Cannabis prohibition is mostly anti-male
Hopefully the readers of this website are mostly well informed about the problems of prohibition of cannabis versus the advantages of legalization and regulation of this plant. If not I’ll be happy to outline them for you.
What I’d like to focus on in this post is how the current cannabis prohibition laws disproportionately criminalise men for doing something that causes no harm to others.
One of the problems with prohibition is that it makes it very difficult if not impossible to get reliable studies on the prohibited item. The general agreement is that, about half of New Zealanders have had cannabis at some point of their lives. About half a million have used cannabis in any given year.
Therefore about half of New Zealanders are criminals, although most of them have got away with it thus far. If the system was working as it has been written, half of New Zealanders would have a criminal record and stuffer all the negative consequences of being criminals.
The system has failed to implement these laws at anything like that level, although they have been doing their best. Thousands of new criminals are created every year in New Zealand for using cannabis. An activity that does not harm others. The New Zealand Police arrest more than 10,000 Kiwis every year, leaving most with a criminal record that does not always go away (despite the Clean Slate legislation).
Research on the demographics of cannabis users is woefully lacking. It seems the ratio of men to women is roughly about 60% men to 40% women. But female cannabis smokers are now more likely to use every day. Fourteen per cent of women users smoke daily, compared with 12 per cent of men.
In the 2012/13 survey Cannabis was used by 15% of men and 8.0% of women in NZ.
One reason why only 10,000+ out of 500,000 annual users are arrested is because police use discretion. Police like the current prohibition of cannabis because it gives police sweeping powers and funding. Police are reluctantly forced to use discretion because the sheer volume of potential criminals is far beyond what the system could process. So how are they exercising this discretion?

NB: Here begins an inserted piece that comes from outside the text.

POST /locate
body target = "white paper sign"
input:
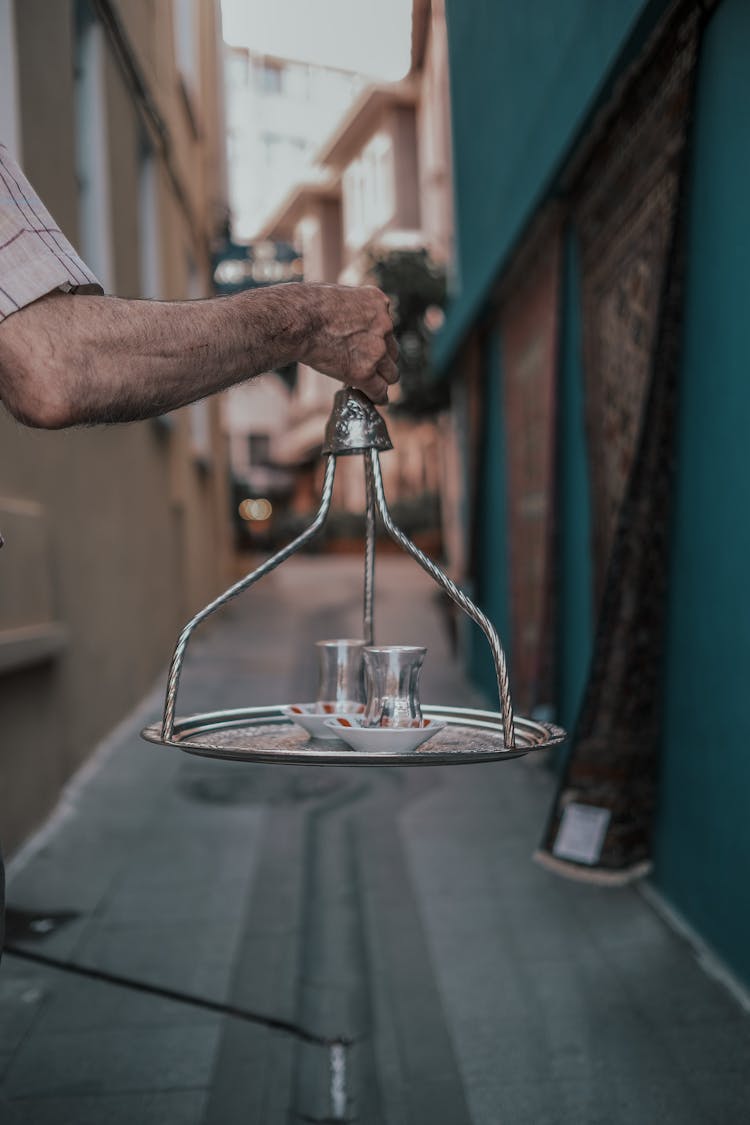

If you follow the topic of prohibition you might know that there has been some focus on how Maori cannabis users are excessively arrested. The prohibition seems to be racist.
What has been conveniently overlooked is the massive bias against males in the arrest figures for cannabis users.
Although more than 1 in 3 cannabis users are female.
Only 1 in 11 arrests for cannabis use are female.
Of course it is always possible that male cannabis users are also doing more risky things that bring them to the attention of police. Just as in the general population, males tend to do more risky things that bring them to the attention of the police.
However it seems unlikely that this would explain such a huge difference in the arrest rates compared to the cannabis usage rates.
I imagine that I don’t need to explain here, how much sexism against males exists once you enter into the so called justice system. The arrest is just the start of the bias.
Then, of course once you have a criminal conviction for anything – even something as relatively harmless as smoking a joint – then you are far more likely to face further issues with the criminal justice system.
It seems to indicate that the cannabis prohibition laws are the pointy end of sexism of the criminal justice system.
This combines with the extreme anti-male bias of the family courts in the civil justice system. It all leads to the criminalisation and punishment of men for activities that did not harm anyone else. And it is done on a rather grand scale in New Zealand.
What’s worse in my view is few people ever talk about this anti-male bias of our so called justice system. The tacit message from society is that men are disposable, even when the men were not harming others. Really for the most petty of reasons in fact.
There will be a referendum on ending the current prohibition of cannabis on or before 2020. What many people don’t realise is that prohibition is largely an anti-male law. A vote to end prohibition will remove the criminalisation of over 9,000 men and boys every year. The effects of women will be relatively minimal.